Concreet gaat het bijvoorbeeld over het koppelen van bonussen of andere voordelen aan het veiligheidsbeleid. Het is een strategie die nuttig kan zijn om de gevolgen van de marktverharding onder controle te houden. Dat geldt evenzeer voor het uitsluiten van klanten die het niet nauw nemen met de veiligheidsmaatregelen. “Merkt jouw uitzendkantoor dat in een bedrijf waar jouw medewerkers zijn tewerkgesteld de ongevallen zich opstapelen en dat het bedrijf weinig bereidheid toont om daar via een beter veiligheidsbeleid aan te werken? Dan is het met het oog op de arbeidsongevallendekking soms beter afscheid te nemen van die klant”, aldus Els Van den Broeck.

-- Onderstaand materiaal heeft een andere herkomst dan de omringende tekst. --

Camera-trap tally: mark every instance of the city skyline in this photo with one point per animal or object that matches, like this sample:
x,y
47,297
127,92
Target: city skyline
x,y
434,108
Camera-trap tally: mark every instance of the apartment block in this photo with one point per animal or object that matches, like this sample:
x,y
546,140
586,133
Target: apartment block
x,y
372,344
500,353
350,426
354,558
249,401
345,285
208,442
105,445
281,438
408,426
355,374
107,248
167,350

Om jouw uitzendkantoor te wapenen tegen de gevolgen van de marktverharding, is vooral een goede periodieke opvolging de gouden tip. Wacht niet tot jouw premie na drie jaar aan herziening toe is en je wordt geconfronteerd met een substantiële verhoging of zoektocht naar een andere verzekeraar. Zit regelmatig samen met Vanbreda om jouw schadestatistiek te bekijken zodat je een goed zicht hebt op de te ondernemen acties. Tegenover de tijd die dit vergt, staat een juistere verhouding tussen schade en premie en dat kan een uitzendbureau een veel voordeligere premievoet opleveren.